6. The method according to any one of claim 1 to 5,

further comprising obtaining region division data corresponding to the type of the object;

the plurality of areas are determined based on the image data and the area division data.

7. The method of claim 6, wherein,

the at least 1 band is selected based on the region division data.

8. The method of claim 6 or 7, wherein,

the region division data includes region information for determining the plurality of regions;

the method further includes obtaining reference data including information of a band corresponding to the region information based on the region division data;

the at least 1 band is selected based on the reference data.

9. The method according to any one of claim 6 to 8, wherein,

Further comprises:

updating the regional division data; and

updating the plurality of areas.

10. The method of claim 9, wherein,

and updating the at least 1 wave band.

11. The method according to any one of claim 6 to 10, wherein,

the object is an industrial product;

the area division data includes data representing a component layout of the industrial product.

12. The method according to any one of claim 6 to 10, wherein,

the object is a food processed product;

the region division data includes data indicating a layout of the contents of the food processed product.

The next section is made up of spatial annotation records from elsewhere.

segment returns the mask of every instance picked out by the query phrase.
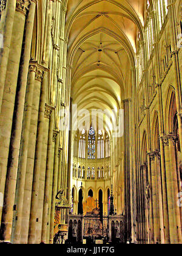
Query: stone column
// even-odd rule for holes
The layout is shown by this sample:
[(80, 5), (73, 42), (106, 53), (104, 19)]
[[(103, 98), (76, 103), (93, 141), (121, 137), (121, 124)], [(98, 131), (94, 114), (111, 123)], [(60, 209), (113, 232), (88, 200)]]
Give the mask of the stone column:
[(59, 166), (58, 166), (58, 192), (61, 190), (61, 180), (62, 179), (62, 149), (61, 148), (59, 148)]
[(42, 157), (42, 147), (43, 141), (45, 104), (47, 91), (47, 71), (44, 73), (41, 85), (39, 116), (35, 149), (33, 180), (32, 194), (32, 205), (29, 223), (29, 243), (34, 244), (36, 239), (36, 221), (38, 219), (37, 209), (39, 187), (39, 176)]
[[(21, 231), (21, 243), (25, 244), (28, 243), (30, 214), (32, 204), (31, 199), (33, 198), (32, 185), (34, 179), (33, 171), (35, 163), (35, 158), (36, 161), (37, 161), (37, 155), (36, 152), (36, 138), (37, 141), (38, 141), (39, 140), (39, 129), (38, 129), (38, 127), (39, 127), (39, 105), (41, 105), (40, 97), (42, 97), (41, 90), (44, 69), (42, 66), (39, 65), (38, 64), (37, 64), (37, 66), (38, 68), (35, 76), (33, 104), (31, 113), (31, 121), (29, 138), (28, 154), (26, 165), (26, 174), (24, 191), (24, 202)], [(41, 107), (41, 113), (42, 112), (42, 110)], [(44, 108), (43, 111), (43, 116), (44, 113)], [(41, 123), (41, 122), (42, 121), (40, 121), (40, 123)]]
[(42, 147), (42, 157), (41, 172), (39, 177), (39, 202), (38, 202), (38, 218), (39, 221), (36, 222), (36, 244), (39, 244), (41, 242), (41, 234), (42, 227), (42, 217), (44, 210), (44, 191), (46, 175), (46, 163), (47, 157), (47, 148), (48, 148), (48, 137), (49, 137), (49, 128), (50, 116), (52, 110), (45, 105), (44, 113), (44, 139), (43, 144)]
[[(5, 192), (4, 198), (4, 208), (3, 213), (3, 238), (5, 241), (10, 241), (12, 226), (13, 221), (12, 208), (13, 207), (15, 197), (15, 188), (16, 184), (16, 176), (18, 171), (19, 147), (24, 102), (27, 82), (27, 73), (30, 55), (31, 42), (33, 26), (33, 20), (35, 10), (35, 2), (30, 5), (29, 12), (26, 21), (26, 34), (24, 42), (23, 64), (20, 66), (19, 82), (18, 83), (19, 90), (17, 92), (16, 105), (15, 106), (16, 113), (13, 118), (13, 129), (10, 141), (11, 154), (8, 157), (8, 163), (7, 173)], [(19, 85), (21, 84), (21, 85)], [(7, 227), (6, 227), (7, 226)]]
[(47, 146), (47, 163), (46, 163), (46, 182), (44, 189), (44, 199), (43, 206), (43, 216), (42, 216), (42, 227), (41, 242), (45, 244), (47, 242), (47, 229), (48, 223), (48, 208), (49, 208), (49, 188), (50, 188), (50, 172), (52, 169), (52, 138), (53, 130), (54, 124), (54, 108), (52, 107), (46, 105), (46, 116), (47, 118), (50, 118), (49, 128), (49, 137), (48, 137), (48, 146)]
[(54, 130), (53, 135), (54, 135), (54, 138), (55, 140), (55, 155), (54, 155), (53, 177), (51, 213), (50, 213), (50, 237), (49, 237), (50, 244), (53, 244), (53, 242), (55, 202), (56, 202), (56, 196), (58, 191), (58, 148), (59, 148), (59, 133), (58, 131)]
[(175, 151), (176, 138), (169, 135), (160, 138), (164, 146), (170, 243), (181, 243), (180, 213), (177, 205), (178, 183)]
[(1, 16), (3, 21), (1, 20), (0, 23), (0, 33), (3, 35), (3, 51), (2, 53), (0, 52), (0, 112), (12, 41), (16, 4), (16, 0), (6, 1), (3, 17)]
[(172, 59), (173, 60), (172, 69), (175, 74), (175, 80), (174, 85), (175, 88), (175, 98), (177, 102), (177, 108), (178, 112), (178, 121), (179, 127), (179, 135), (181, 149), (182, 148), (182, 119), (180, 115), (182, 115), (182, 91), (181, 91), (181, 73), (179, 63), (178, 52), (180, 49), (177, 47), (177, 30), (176, 20), (176, 10), (175, 2), (172, 0), (168, 0), (168, 16), (171, 39), (171, 50), (172, 50)]
[[(0, 99), (0, 102), (2, 101), (0, 115), (1, 120), (2, 121), (0, 123), (0, 150), (2, 152), (0, 156), (0, 193), (2, 193), (3, 196), (5, 190), (7, 161), (12, 134), (12, 121), (25, 15), (29, 5), (29, 1), (25, 1), (25, 2), (26, 6), (21, 3), (19, 0), (17, 1), (2, 101)], [(5, 72), (4, 66), (2, 69), (2, 72), (4, 71)], [(2, 77), (2, 84), (3, 84), (4, 80)], [(0, 223), (1, 222), (1, 215), (2, 208), (0, 208)]]
[(15, 218), (16, 219), (13, 231), (13, 243), (19, 243), (21, 236), (21, 218), (24, 193), (25, 179), (26, 174), (26, 166), (29, 147), (29, 133), (30, 127), (31, 113), (33, 103), (33, 96), (35, 84), (35, 73), (36, 72), (36, 64), (30, 64), (27, 89), (27, 95), (25, 104), (24, 122), (21, 137), (21, 154), (19, 160), (18, 184), (15, 204), (16, 204), (16, 213)]
[(158, 179), (157, 172), (159, 170), (156, 168), (157, 158), (158, 152), (153, 152), (149, 154), (151, 164), (152, 174), (152, 194), (153, 202), (153, 229), (154, 229), (154, 243), (160, 243), (160, 213), (159, 213), (159, 201), (158, 192)]

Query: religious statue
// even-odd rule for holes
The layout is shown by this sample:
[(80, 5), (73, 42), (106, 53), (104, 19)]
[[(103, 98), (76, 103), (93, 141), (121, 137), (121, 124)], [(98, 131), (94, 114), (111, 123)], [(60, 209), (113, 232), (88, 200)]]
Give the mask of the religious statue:
[(84, 215), (87, 213), (92, 213), (93, 210), (95, 208), (95, 201), (94, 199), (89, 196), (86, 202), (83, 204), (83, 212)]
[(116, 227), (116, 238), (120, 238), (120, 229), (118, 225)]
[(149, 185), (147, 185), (146, 189), (146, 199), (149, 202), (150, 200), (150, 186)]
[(73, 236), (76, 236), (77, 235), (77, 225), (76, 223), (74, 223), (73, 227)]
[(58, 238), (57, 238), (57, 241), (56, 242), (56, 244), (61, 244), (61, 242), (62, 242), (61, 235), (61, 233), (59, 233), (58, 235)]
[(68, 201), (64, 195), (64, 190), (60, 190), (56, 196), (56, 207), (70, 208)]

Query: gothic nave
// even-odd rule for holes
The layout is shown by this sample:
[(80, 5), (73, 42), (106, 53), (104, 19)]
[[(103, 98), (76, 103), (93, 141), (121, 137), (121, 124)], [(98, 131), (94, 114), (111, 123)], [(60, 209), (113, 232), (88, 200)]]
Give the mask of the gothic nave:
[(182, 243), (181, 38), (181, 0), (0, 0), (0, 243)]

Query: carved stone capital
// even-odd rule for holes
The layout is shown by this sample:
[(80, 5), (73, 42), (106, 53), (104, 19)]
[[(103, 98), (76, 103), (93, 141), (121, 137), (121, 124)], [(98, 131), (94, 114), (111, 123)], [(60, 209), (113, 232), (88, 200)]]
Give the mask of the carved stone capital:
[(49, 105), (46, 105), (46, 106), (45, 106), (44, 117), (46, 118), (50, 119), (52, 112), (52, 108), (50, 108)]
[(62, 148), (59, 148), (59, 149), (58, 149), (58, 158), (59, 158), (59, 157), (60, 157), (60, 154), (61, 154), (61, 152), (62, 151)]
[(177, 137), (173, 134), (169, 134), (168, 135), (161, 137), (160, 138), (162, 140), (165, 147), (169, 146), (170, 141), (174, 144), (174, 145), (175, 145), (177, 141)]
[(26, 15), (30, 4), (30, 0), (16, 0), (16, 10)]
[(30, 64), (29, 66), (29, 72), (35, 72), (36, 71), (36, 65), (35, 64)]
[(42, 82), (43, 79), (44, 71), (38, 68), (35, 73), (35, 79)]
[(155, 158), (160, 158), (160, 153), (158, 151), (153, 151), (148, 153), (150, 157), (150, 161), (155, 161)]
[(52, 137), (53, 142), (56, 142), (58, 134), (58, 132), (56, 130), (53, 130), (53, 137)]

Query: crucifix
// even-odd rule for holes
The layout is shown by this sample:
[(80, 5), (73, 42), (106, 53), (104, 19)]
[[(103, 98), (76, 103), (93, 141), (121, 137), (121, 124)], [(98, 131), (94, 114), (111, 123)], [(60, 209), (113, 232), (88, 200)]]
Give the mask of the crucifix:
[(98, 202), (99, 202), (99, 201), (98, 201), (98, 200), (97, 200), (97, 199), (96, 199), (96, 200), (95, 201), (95, 203), (96, 203), (96, 208), (97, 209), (97, 203), (98, 203)]

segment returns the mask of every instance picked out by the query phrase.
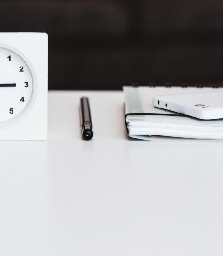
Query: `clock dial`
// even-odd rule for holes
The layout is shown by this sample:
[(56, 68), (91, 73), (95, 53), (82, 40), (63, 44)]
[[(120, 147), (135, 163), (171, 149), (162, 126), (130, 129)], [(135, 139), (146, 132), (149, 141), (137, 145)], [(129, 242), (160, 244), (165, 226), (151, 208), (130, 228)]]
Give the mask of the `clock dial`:
[(31, 73), (22, 58), (0, 48), (0, 122), (22, 113), (31, 98), (33, 86)]

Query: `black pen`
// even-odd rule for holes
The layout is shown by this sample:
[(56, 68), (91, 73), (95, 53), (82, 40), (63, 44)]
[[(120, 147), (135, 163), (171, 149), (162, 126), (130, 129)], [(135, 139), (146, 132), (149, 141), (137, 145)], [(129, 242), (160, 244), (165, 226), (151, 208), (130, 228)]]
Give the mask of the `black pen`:
[(88, 98), (82, 97), (80, 99), (81, 109), (81, 130), (83, 138), (85, 140), (91, 140), (93, 137), (92, 125), (91, 118), (91, 112)]

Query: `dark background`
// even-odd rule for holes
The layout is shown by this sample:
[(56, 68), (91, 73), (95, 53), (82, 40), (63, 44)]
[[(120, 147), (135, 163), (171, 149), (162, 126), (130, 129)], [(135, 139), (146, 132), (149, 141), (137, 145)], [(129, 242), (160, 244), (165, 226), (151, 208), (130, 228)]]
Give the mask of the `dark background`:
[(1, 32), (49, 35), (49, 88), (223, 81), (223, 1), (0, 2)]

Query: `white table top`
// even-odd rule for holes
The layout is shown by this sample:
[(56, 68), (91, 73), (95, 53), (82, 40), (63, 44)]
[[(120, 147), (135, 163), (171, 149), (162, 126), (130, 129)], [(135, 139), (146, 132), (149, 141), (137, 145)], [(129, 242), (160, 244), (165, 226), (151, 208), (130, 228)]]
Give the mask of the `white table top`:
[(128, 139), (123, 103), (51, 91), (47, 141), (0, 142), (1, 256), (222, 256), (223, 143)]

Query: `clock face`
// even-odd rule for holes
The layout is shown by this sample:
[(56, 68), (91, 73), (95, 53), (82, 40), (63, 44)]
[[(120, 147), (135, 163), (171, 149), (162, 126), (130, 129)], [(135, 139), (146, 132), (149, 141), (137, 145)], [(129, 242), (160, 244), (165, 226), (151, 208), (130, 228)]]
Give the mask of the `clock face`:
[(33, 90), (30, 69), (24, 58), (0, 48), (0, 123), (21, 115)]

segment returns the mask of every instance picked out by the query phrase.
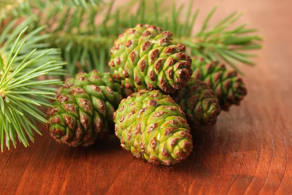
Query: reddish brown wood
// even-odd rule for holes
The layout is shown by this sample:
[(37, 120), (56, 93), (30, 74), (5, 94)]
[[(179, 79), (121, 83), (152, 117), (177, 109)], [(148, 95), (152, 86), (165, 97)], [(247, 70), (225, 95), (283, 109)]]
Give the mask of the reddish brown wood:
[[(182, 1), (188, 1), (184, 0)], [(198, 24), (218, 1), (196, 1)], [(256, 68), (243, 67), (248, 95), (216, 125), (194, 133), (189, 158), (152, 165), (123, 150), (114, 136), (69, 148), (43, 136), (0, 154), (0, 192), (13, 194), (292, 193), (292, 1), (224, 0), (213, 22), (235, 10), (265, 39)], [(194, 7), (195, 8), (195, 7)]]

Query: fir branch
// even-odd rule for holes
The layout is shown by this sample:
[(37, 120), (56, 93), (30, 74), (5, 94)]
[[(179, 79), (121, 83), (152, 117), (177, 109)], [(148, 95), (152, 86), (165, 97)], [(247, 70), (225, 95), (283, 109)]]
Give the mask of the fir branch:
[(103, 0), (0, 0), (0, 18), (30, 16), (34, 10), (48, 7), (88, 8), (104, 3)]
[(60, 53), (54, 52), (55, 49), (46, 49), (42, 44), (40, 52), (32, 49), (32, 45), (39, 46), (37, 40), (42, 39), (41, 36), (37, 34), (44, 28), (40, 27), (24, 36), (28, 29), (26, 26), (32, 22), (28, 18), (15, 27), (14, 20), (0, 29), (0, 144), (2, 152), (4, 144), (10, 148), (10, 141), (16, 147), (17, 138), (27, 147), (29, 144), (27, 136), (33, 142), (34, 132), (40, 134), (34, 121), (48, 121), (36, 106), (49, 106), (45, 98), (52, 98), (54, 95), (50, 86), (62, 83), (58, 79), (36, 79), (49, 72), (59, 71), (64, 63), (60, 61)]
[[(183, 6), (177, 8), (174, 4), (169, 7), (162, 0), (132, 0), (116, 10), (112, 8), (113, 3), (112, 1), (88, 7), (45, 6), (45, 11), (35, 12), (38, 20), (34, 28), (48, 24), (46, 32), (52, 36), (46, 42), (61, 48), (68, 62), (67, 69), (72, 75), (93, 69), (104, 71), (114, 40), (125, 29), (141, 23), (172, 31), (174, 39), (187, 46), (190, 55), (203, 57), (207, 61), (225, 61), (240, 73), (239, 64), (254, 65), (251, 58), (255, 56), (246, 52), (261, 48), (261, 38), (254, 35), (256, 29), (248, 28), (246, 24), (233, 27), (241, 16), (236, 12), (210, 27), (209, 21), (217, 8), (214, 8), (199, 31), (194, 34), (199, 10), (192, 12), (192, 0), (188, 5), (185, 18), (182, 13)], [(135, 12), (129, 11), (137, 6)]]

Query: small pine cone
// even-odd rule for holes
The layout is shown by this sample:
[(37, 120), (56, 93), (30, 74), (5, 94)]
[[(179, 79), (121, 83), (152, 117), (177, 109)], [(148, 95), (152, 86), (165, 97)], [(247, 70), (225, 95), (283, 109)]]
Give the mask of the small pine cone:
[(172, 165), (188, 156), (192, 136), (185, 115), (169, 96), (141, 90), (124, 99), (115, 113), (121, 145), (149, 162)]
[(172, 33), (148, 24), (138, 24), (120, 35), (110, 50), (109, 65), (123, 86), (161, 89), (172, 94), (192, 74), (185, 46), (172, 40)]
[(185, 87), (177, 91), (173, 97), (185, 113), (188, 122), (198, 126), (216, 123), (221, 111), (219, 101), (203, 82), (191, 78)]
[(47, 112), (51, 136), (71, 146), (87, 146), (113, 133), (112, 117), (122, 92), (110, 73), (93, 71), (67, 79)]
[(222, 110), (228, 111), (232, 105), (239, 105), (246, 95), (242, 79), (235, 71), (227, 70), (223, 64), (206, 63), (202, 58), (194, 58), (192, 68), (195, 78), (205, 82), (214, 90)]

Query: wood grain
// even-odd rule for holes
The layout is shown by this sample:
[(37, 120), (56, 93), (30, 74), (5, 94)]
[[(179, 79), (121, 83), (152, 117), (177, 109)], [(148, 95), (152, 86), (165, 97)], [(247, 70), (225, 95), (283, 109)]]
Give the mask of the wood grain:
[[(187, 2), (187, 0), (182, 0)], [(265, 39), (256, 68), (243, 67), (248, 95), (223, 113), (216, 125), (193, 133), (189, 158), (170, 167), (135, 159), (117, 138), (69, 148), (43, 136), (28, 148), (0, 154), (1, 195), (229, 194), (292, 193), (292, 1), (196, 1), (213, 6), (215, 22), (235, 10), (241, 22)]]

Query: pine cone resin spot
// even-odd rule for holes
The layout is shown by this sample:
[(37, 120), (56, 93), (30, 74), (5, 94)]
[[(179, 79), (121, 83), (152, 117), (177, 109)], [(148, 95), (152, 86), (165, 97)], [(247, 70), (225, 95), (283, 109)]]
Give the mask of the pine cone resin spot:
[(122, 99), (122, 87), (110, 73), (93, 71), (66, 80), (56, 92), (47, 112), (50, 136), (71, 146), (92, 144), (114, 133), (114, 111)]
[(172, 165), (186, 159), (192, 151), (184, 114), (171, 97), (160, 91), (142, 90), (124, 99), (114, 121), (123, 148), (150, 163)]
[(185, 51), (184, 45), (172, 39), (171, 32), (139, 24), (126, 30), (115, 41), (109, 65), (124, 87), (172, 94), (183, 87), (192, 74), (191, 58)]
[(202, 58), (194, 58), (192, 63), (195, 78), (206, 83), (218, 98), (221, 109), (228, 111), (232, 105), (239, 105), (247, 94), (242, 79), (235, 71), (229, 71), (218, 61), (207, 63)]
[(216, 123), (221, 111), (219, 101), (215, 92), (202, 81), (191, 78), (185, 88), (172, 96), (190, 123), (200, 126)]

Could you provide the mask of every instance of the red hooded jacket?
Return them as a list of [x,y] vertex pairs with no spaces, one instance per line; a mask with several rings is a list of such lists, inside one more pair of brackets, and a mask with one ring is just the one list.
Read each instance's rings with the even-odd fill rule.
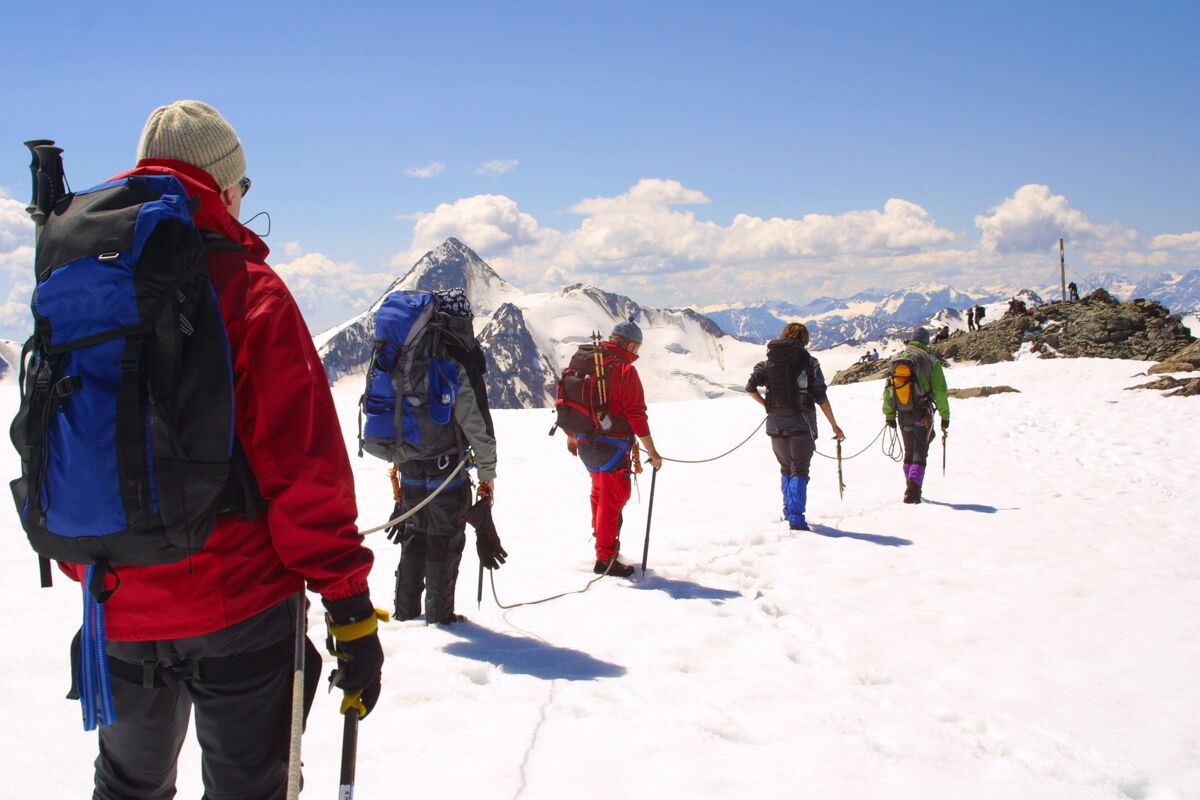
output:
[[637,377],[634,362],[637,355],[612,342],[601,342],[600,347],[612,356],[606,360],[608,413],[629,422],[629,427],[640,437],[650,435],[650,423],[646,417],[646,393],[642,379]]
[[[367,591],[373,554],[355,528],[354,476],[334,399],[300,309],[265,263],[266,245],[229,216],[203,169],[146,158],[118,179],[127,175],[174,175],[200,200],[196,224],[245,248],[211,252],[209,275],[233,356],[238,439],[268,505],[252,522],[221,517],[204,549],[184,561],[116,567],[120,588],[104,603],[108,637],[210,633],[306,582],[328,600]],[[61,566],[76,581],[86,571]]]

13. The method according to any one of claim 6 to 11, wherein,

the region division data is generated by performing image recognition processing on an image of the object in which no foreign matter is present.

14. A processing device is provided with:

a processor; and

a memory storing a computer program executed by the processor;

it is characterized in that the method comprises the steps of,

the computer program causes the processor to execute:

acquiring image data of the object including information of 4 or more bands;

Extracting local image data corresponding to at least 1 band out of the 4 or more bands from the image data for each of a plurality of regions of the object;

detecting a foreign object of the object for each region based on the partial image data; and

outputting data representing the detection result;

the at least 1 band is selected corresponding to each of the plurality of regions.